Loading learning content...
In the previous page, we explored how virtual switches create network connectivity within a single physical host. But modern cloud environments span thousands of hosts across multiple datacenters, sometimes across continents. How do we extend virtual networks across this vast physical infrastructure while maintaining the illusion of a single, flat Layer 2 network?
The answer lies in overlay networks—a transformative approach that completely decouples logical network topology from physical network topology. An overlay network is a virtual network built on top of an existing physical network (the underlay), using encapsulation to tunnel Layer 2 traffic across Layer 3 boundaries.

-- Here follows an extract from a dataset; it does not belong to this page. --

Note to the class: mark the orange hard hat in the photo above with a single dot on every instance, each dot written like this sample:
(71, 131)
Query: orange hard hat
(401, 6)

Overlay networks are not merely a technical optimization; they represent a fundamental shift in how we think about network architecture. They enable:
This page will take you from first principles through the complete architecture of overlay networking, preparing you to understand specific implementations like VXLAN in subsequent pages.
By the end of this page, you will understand why overlay networks exist, how they differ from traditional VLANs, the fundamental architecture (underlay vs. overlay, tunnel endpoints, encapsulation), control plane options, the critical problem of mapping (VM location discovery), and how overlay networks enable the elastic, multi-tenant cloud networking we take for granted today.
Before overlay networks, network segmentation relied primarily on VLANs (Virtual Local Area Networks), standardized in IEEE 802.1Q. VLANs work well for traditional enterprise networks, but they suffer from fundamental limitations that make them unsuitable for cloud-scale environments.
The most immediate limitation is the VLAN ID space. The 802.1Q standard allocates 12 bits for the VLAN ID, yielding only 4,094 usable VLANs (VLAN 0 and 4095 are reserved). This seems adequate until you consider:
4,094 VLANs simply cannot support a cloud platform serving 10,000 tenants.
VLANs are Layer 2 constructs—they require a continuous Layer 2 domain (a broadcast domain) across all hosts in the VLAN. This creates severe problems:
Spanning Tree Inefficiency: To prevent loops in Layer 2 networks, spanning tree protocols (STP) block redundant paths. This means only a fraction of available bandwidth is used; the rest is reserved for failover.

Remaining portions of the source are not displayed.